Insurance and healthcare major Max India may divest around 5% in its life insurance joint venture with Mitsui Sumitomo Insurance –  Max Life Insurance – to long-term foreign financial investors if parliament approves the proposed hike in insurance FDI cap to 49%.

Unlike many other insurance joint ventures in India where foreign partners have the right to increase their stakes at a pre-determined  price, Max India has not made any such commitment to its new partner Mitsui Sumitomo Insurance of Japan. Mitsui became a partner  in Max Life Insurance in April this year, buying out the stake of US-based New York Life Insurance.

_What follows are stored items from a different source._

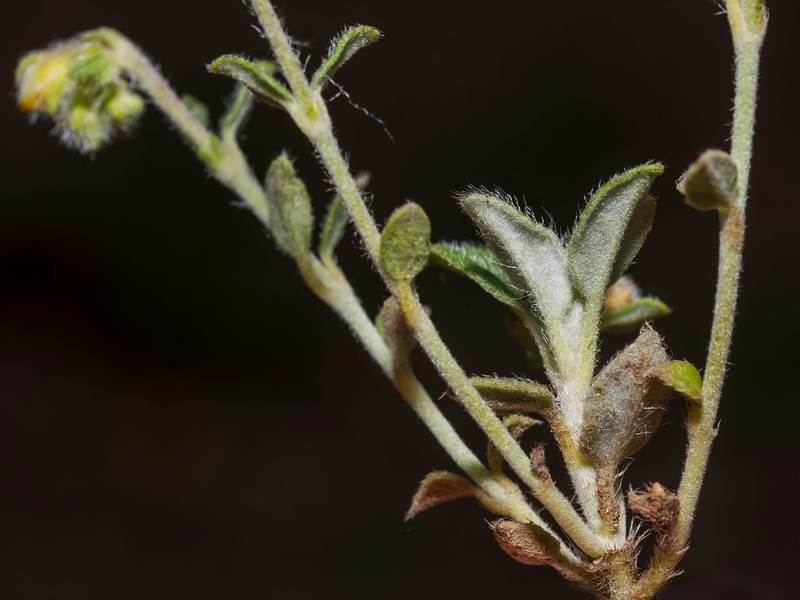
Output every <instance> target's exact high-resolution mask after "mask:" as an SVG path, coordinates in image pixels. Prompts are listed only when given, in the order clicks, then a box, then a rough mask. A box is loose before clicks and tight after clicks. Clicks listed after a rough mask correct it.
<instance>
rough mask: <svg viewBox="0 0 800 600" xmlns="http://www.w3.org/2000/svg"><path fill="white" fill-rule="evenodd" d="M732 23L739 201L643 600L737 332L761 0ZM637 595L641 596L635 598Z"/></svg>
mask: <svg viewBox="0 0 800 600" xmlns="http://www.w3.org/2000/svg"><path fill="white" fill-rule="evenodd" d="M726 5H727V9H728V21H729V23H730V27H731V33H732V36H733V44H734V49H735V53H736V93H735V97H734V114H733V127H732V133H731V156H732V158H733V160H734V161H735V162H736V166H737V168H738V173H739V177H738V185H737V190H736V199H735V200H736V202H735V205H734V206H733V207H732V208H731V209H729V210H727V211H725V212H722V213H721V214H720V243H719V272H718V275H717V293H716V299H715V304H714V318H713V323H712V327H711V342H710V344H709V349H708V356H707V358H706V367H705V372H704V375H703V393H702V396H703V401H702V405H699V406H695V407H694V408H693V409H692V411H691V412H690V413H689V418H688V421H687V426H688V430H689V445H688V448H687V451H686V461H685V464H684V470H683V475H682V477H681V482H680V486H679V487H678V501H679V504H680V512H679V514H678V521H677V524H676V526H675V529H674V531H673V534H672V536H671V537H670V540H669V543H668V544H667V545H665V546H664V547H662V548H659V549H658V550H657V551H656V554H655V556H654V557H653V560H652V561H651V565H650V568H649V569H648V570H647V572H645V574H644V575H643V577H642V579H641V581H640V584H639V586H638V593H639V594H640V597H642V598H649V597H651V596H652V595H653V594H655V592H656V591H657V590H658V589H659V588H660V587H661V586H662V585H663V584H664V583H665V582H666V580H667V579H668V578H669V577H671V576H672V574H673V572H674V570H675V567H676V566H677V564H678V561H679V560H680V558H681V557H682V556H683V553H684V552H685V549H686V547H687V544H688V541H689V534H690V532H691V528H692V522H693V521H694V516H695V512H696V509H697V501H698V498H699V495H700V487H701V484H702V482H703V477H704V475H705V471H706V467H707V466H708V458H709V454H710V452H711V445H712V443H713V441H714V437H715V436H716V426H715V425H716V419H717V411H718V409H719V401H720V396H721V393H722V385H723V382H724V379H725V370H726V365H727V363H728V356H729V354H730V346H731V340H732V335H733V324H734V317H735V315H736V300H737V296H738V291H739V279H740V275H741V268H742V249H743V244H744V233H745V206H746V204H747V194H748V185H749V179H750V164H751V159H752V148H753V135H754V126H755V114H756V96H757V90H758V74H759V59H760V54H761V45H762V43H763V40H764V35H765V33H766V25H767V18H766V12H765V10H764V9H763V7H762V5H761V3H760V2H759V1H758V0H727V2H726ZM637 597H639V596H637Z"/></svg>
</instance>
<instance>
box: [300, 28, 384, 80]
mask: <svg viewBox="0 0 800 600" xmlns="http://www.w3.org/2000/svg"><path fill="white" fill-rule="evenodd" d="M381 35H382V34H381V32H380V31H378V30H377V29H375V28H374V27H369V26H367V25H356V26H355V27H351V28H349V29H346V30H345V31H344V32H342V34H341V35H340V36H338V37H337V38H335V39H334V40H333V41H332V42H331V46H330V50H329V51H328V57H327V58H326V59H325V60H324V61H323V62H322V64H321V65H320V67H319V69H317V72H316V73H314V76H313V77H312V78H311V87H312V88H313V89H314V90H315V91H321V90H322V89H323V88H324V87H325V86H326V85H327V84H328V82H329V81H330V80H331V79H332V78H333V76H334V75H335V74H336V72H337V71H338V70H339V69H340V68H341V67H342V65H344V63H346V62H347V61H348V60H350V59H351V58H352V57H353V55H355V53H356V52H358V51H359V50H361V49H362V48H365V47H366V46H369V45H370V44H373V43H375V42H377V41H378V40H379V39H381Z"/></svg>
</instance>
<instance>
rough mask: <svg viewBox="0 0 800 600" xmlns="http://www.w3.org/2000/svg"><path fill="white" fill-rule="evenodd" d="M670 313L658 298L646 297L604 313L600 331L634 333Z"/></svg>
mask: <svg viewBox="0 0 800 600" xmlns="http://www.w3.org/2000/svg"><path fill="white" fill-rule="evenodd" d="M670 312H671V311H670V309H669V307H668V306H667V305H666V304H664V303H663V302H662V301H661V300H659V299H658V298H653V297H652V296H645V297H644V298H638V299H636V300H633V301H631V302H628V303H627V304H623V305H622V306H619V307H617V308H612V309H610V310H607V311H606V312H604V313H603V316H602V318H601V319H600V331H609V332H613V333H624V332H626V331H633V330H636V329H639V328H640V327H641V326H642V325H644V324H645V323H646V322H647V321H652V320H653V319H658V318H659V317H665V316H666V315H668V314H669V313H670Z"/></svg>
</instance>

“Max India is under no obligation to divest additional stake to the existing joint venture partner. If we were to divest any stake, it would purely be a commercial decision to unlock the valuation from our life insurance business,” said Analjit Singh, chairman of Max India and Max Life Insurance.

Last week, the Cabinet approved legislative changes to raise the foreign direct investment limit in insurance to 49% from 26%. The government is expected to seek parliament’s nod to the move in the winter session.

New York Life, the original joint venture partners since 2000 had the right to increase its holding to 49% as and when the government relaxes FDI restriction of 26%. Mitsui Sumitomo, which had acquired a 26% stake in the insurance firm for Rs 2,731 crore, however, does not have similar rights.

Besides insurance behemoths, there are many long-term financial investors such as pension funds who are willing to invest in the Indian life insurance space but could not make any headway as the current limit of 26% is completely owned by the strategic insurance investors.

The company is looking at setting a new benchmark for its valuation by financial investors. “Since Max India does not have immediate fund requirement, its expectation is much higher than the last valuation of Rs 10,500 crore for Max Life at which Mitsui had acquired 26% stake,” said another person familiar with the development.

“It is the largest non-bank promoted private life insurer today, and is widely appreciated for its agency model with a focus on selling long-term protection-oriented policies,” Singh said.

After the parliamentary approval to the proposal, companies like Max India would use the additional 23% FDI window as a lever to bolster their valuations.